Who Was Basil of Caesarea?
Basil of Caesarea — known as Basil the Great — was one of the three Cappadocian Fathers whose theological work in the fourth century secured the Nicene settlement against the Arian heresy and gave the church its mature formulation of Trinitarian doctrine. Born into a remarkable Christian family in Cappadocia (modern Turkey) — his grandmother Macrina the Elder, his mother Emmelia, his sister Macrina the Younger, and his brothers Gregory of Nyssa and Peter of Sebaste were all venerated as saints — Basil was educated at Athens alongside Gregory of Nazianzus, who became his lifelong friend and colleague.
As bishop of Caesarea from 370 until his death in 379, Basil governed one of the most important sees in the Eastern church with a combination of theological brilliance, pastoral care, and administrative energy that has rarely been matched.
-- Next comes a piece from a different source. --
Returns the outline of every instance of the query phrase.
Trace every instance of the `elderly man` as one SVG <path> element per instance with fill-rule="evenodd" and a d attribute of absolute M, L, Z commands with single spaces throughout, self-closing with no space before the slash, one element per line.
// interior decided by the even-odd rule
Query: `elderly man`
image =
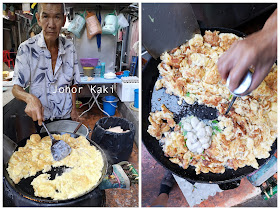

He is responsible for one of the most important achievements in the history of Christian social ministry: the Basiliad, a complex of charitable institutions outside Caesarea that included a hospital, a hospice for travelers, and housing for the poor — one of the first institutions of its kind in the ancient world.
His theological writings — particularly On the Holy Spirit and the letters he exchanged with Gregory of Nazianzus — were decisive in establishing the church’s understanding of the Holy Spirit as fully divine and fully personal. His monastic rules, still in use in Eastern Orthodox monasteries, shaped the character of communal religious life in the Christian East for over sixteen centuries.
In Their Own Words
“The bread which you do not use is the bread of the hungry.”
— Homily on Luke 12:18“He who has two coats, let him share with him who has none.”
— Homily on Luke 12:18“Many a time have I repented of having spoken, but never of having remained silent.”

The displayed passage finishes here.